Une critique – « une polémique », glorieusement « antipatriotique », son Ô Canada (2010) examine les revers du nationalisme canadien, ouvrant avec ces paroles : « Ô Canada, our home on Native land ».

« Comme immigrant, on ne se fait pas raconter toute l’histoire », soulignait Mehdi Cayenne en 2019. « Ultimement, ce n’est pas le gouvernement canadien qui t’accueille, c’est les nations souveraines des peuples autochtones qui t’accueillent ».

Le chanteur Mehdi Cayenne. Crédit image : Fred Lombard/indiemusic.fr

Tout comme ceux qui, comme moi, sont nés en cette terre d’accueil d’ancêtres français, on ne se fait pas raconter toute l’histoire. Que ce sont les nations souveraines autochtones qui nous ont accueillis. Moi. Mes aïeux.

This is Indian land.

Les OG de l’hymne national

« On a presque envie de sourire devant un chroniqueur conservateur de Toronto qui croit qu’on ne peut pas toucher aux paroles de l’Ô Canada », écrit Emilie Nicolas dans les pages du journal Le Devoir sur la controverse suscitée par le geste solidaire de Jully Black.

« On a envie de lui rappeler que la musique originale est de Calixa Lavallée », poursuit-elle. « Et que le poème est d’Adolphe-Basile Routhier. Que l’hymne a été chanté pour la première fois le 24 juin 1880, pour les fêtes de la Saint-Jean-Baptiste! Que le mot « Canada », à l’époque, était encore largement synonyme du Canada français! Et que les traductions anglaises (oui, au pluriel — il y en a eu plusieurs) constituent déjà une forme de récupération politique d’un chant qui a été conçu pour parler de tout autre chose que ce qu’il représente aujourd’hui ».

L’artiste Jully Black. Crédit image : : Facebook Jully Black

O Canada, version anglo, est basée sur des paroles de Robert Stanley Weir écrite en 1908. Réécrites en 1968. En 1980 (l’année où elle devient hymne national). Et en 2018 (« thy sons » devient « us »). De toute évidence, il y avait du pain sur la planche et des paroles qui méritaient d’être éditées.

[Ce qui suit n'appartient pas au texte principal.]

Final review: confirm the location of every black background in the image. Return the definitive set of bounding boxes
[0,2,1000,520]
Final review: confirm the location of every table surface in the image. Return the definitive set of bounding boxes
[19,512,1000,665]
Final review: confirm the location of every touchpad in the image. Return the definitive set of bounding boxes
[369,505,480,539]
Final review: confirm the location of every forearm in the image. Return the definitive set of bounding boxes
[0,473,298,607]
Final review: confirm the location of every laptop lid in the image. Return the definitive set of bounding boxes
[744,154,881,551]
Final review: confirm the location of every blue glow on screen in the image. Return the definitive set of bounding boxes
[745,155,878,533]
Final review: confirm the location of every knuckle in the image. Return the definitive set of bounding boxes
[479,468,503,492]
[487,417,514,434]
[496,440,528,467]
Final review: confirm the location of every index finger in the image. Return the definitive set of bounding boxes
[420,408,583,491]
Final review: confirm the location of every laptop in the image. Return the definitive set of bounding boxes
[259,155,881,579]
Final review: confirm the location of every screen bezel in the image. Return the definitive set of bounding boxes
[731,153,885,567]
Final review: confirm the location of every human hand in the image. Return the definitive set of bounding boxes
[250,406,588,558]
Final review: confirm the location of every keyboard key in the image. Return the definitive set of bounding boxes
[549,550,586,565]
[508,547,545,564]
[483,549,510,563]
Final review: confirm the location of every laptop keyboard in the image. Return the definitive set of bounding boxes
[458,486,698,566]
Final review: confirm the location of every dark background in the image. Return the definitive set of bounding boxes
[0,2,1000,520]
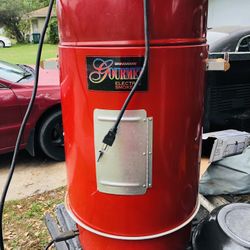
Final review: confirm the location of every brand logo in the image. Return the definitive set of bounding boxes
[87,57,147,91]
[89,58,141,84]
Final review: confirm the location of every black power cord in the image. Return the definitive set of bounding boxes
[44,230,79,250]
[97,0,150,161]
[0,0,55,250]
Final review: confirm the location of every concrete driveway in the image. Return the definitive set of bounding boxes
[0,151,66,200]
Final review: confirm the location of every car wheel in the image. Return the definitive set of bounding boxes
[38,110,65,161]
[0,41,5,48]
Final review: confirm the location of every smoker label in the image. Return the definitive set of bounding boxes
[87,57,148,91]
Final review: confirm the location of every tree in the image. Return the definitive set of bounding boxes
[0,0,27,42]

Mais avons-nous, du côté franco, fait ce même travail de notre hymne national dont les paroles sont immuables depuis sa rédaction il y a 143 ans? Pouvons-nous puiser l’inspiration dans les deux autres versets qui, certes, reflètent un catholicisme colonial, mais qui nous exhorte également à « sur notre sol, asseoir la vérité » et à « être un peuple de frères »?

Ne faut-il pas une réflexion franconationale qui témoigne de notre affection et respect pour cette « terre de nos aïeux »?

This, après tout, is Indian land.

Les mots justes

« Ô Canada… tu seras bien ce que ton enfant en fera », chante Mehdi Cayenne.

Oui. Or, faisons-en quelque chose de juste. Le Canada traverse une « période d’introspection » sur son histoire, souligne l’intellectuel Jack Jedwab, président du Canadian Studies Association, et, poursuit-il, « il y a une certaine valeur à essayer de reconnaître qui nous sommes, correctement ».

Qui nous sommes. Correctement.

Lors de la fête du Canada cette année, on révélait qu’un Canadien sur trois souhaite un amendement de l’hymne national. Plus tôt ce mois-ci, un second sondage réitérait que 41 % des Anglo-Canadiens sont en faveur d’un amendement des paroles de l’hymne national. Si j’étais Anglo-Canadienne, je serais de ce nombre. Et si je suis fière, féroce et franco, je suis aussi de ceux qui souhaitent ce remix. Mais il nous faut plus qu’un « home on Native land », plus qu’une « terre de nos aïeux ». En anglais. En français. En bilingue officiel. Dans les langues de la constellation de peuples de ce vaste pays.

Car ceci est notre « maison en terre autochtone ».

This is Indian Land.

Les opinions exprimées dans cet article n’engagent que leurs auteur(e)s et ne sauraient refléter la position d’ONFR+ et du Groupe Média TFO.